年の功か。いくら年の功とは言っても、俺が年を取って若い人にちゃんと教えられるかな。

 

そう考えると、知らない人だけど、やっぱりこのおっさんは凄い人なんだと思った。

「あの、お名前聞いてもいいですか?」

「…お前に名乗るほどでもない、それに、お前は俺の名前を知っていると思うが」

ん?知っているわけがない。
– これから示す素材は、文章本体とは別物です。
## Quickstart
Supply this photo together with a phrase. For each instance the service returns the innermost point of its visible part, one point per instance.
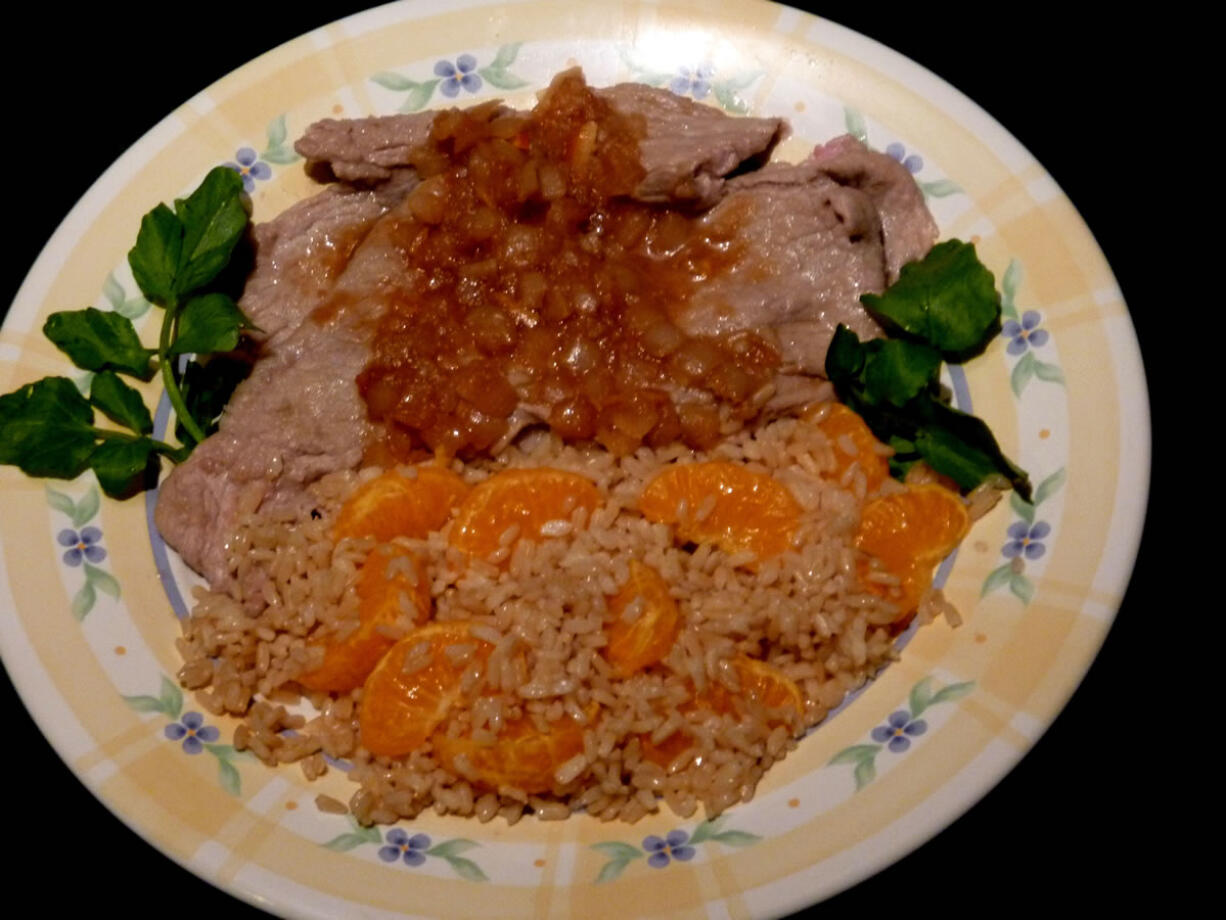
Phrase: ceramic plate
(90, 626)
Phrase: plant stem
(172, 385)
(159, 445)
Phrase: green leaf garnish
(869, 378)
(207, 387)
(47, 429)
(120, 402)
(948, 299)
(97, 340)
(213, 221)
(155, 259)
(125, 467)
(209, 323)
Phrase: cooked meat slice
(299, 415)
(687, 151)
(907, 228)
(300, 253)
(814, 237)
(364, 150)
(809, 239)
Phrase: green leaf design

変なおっさんだ。

 

「あれ…?」

おっさんが被っているヘルメットが、俺と同じものだと気付いた。

いや、正確にはヘルメットのラインが二本の、職長が被るヘルメットだが…。

(こんな人、うちにいたっけ?)

 

名前が書いてあるはずだと、ヘルメットを凝視したが、夕日でよく見えなかった。

「これからもっと大変なことがあるぞ」

「え?あ、はい」

おっさんの突然の問いかけに間抜けな反応になってしまった。

「お前の成長が、俺のためでもあるんだ」

どういうことだ?俺が訳が分からずにいると、おっさんはヘルメットを脱いで、俺に手渡した。

「これは…?」

「必要になったら使え、俺にはもう必要ないんだ」

「…型枠、辞めるんですか?」

「んなわけないだろ、もっと上にいくんだ」

 

おっさんはおかしそうに笑うと、「早くここまで来い」と言って去って行ってしまった。

 

手渡されたヘルメットを見ると、型枠 大和と書かれていた。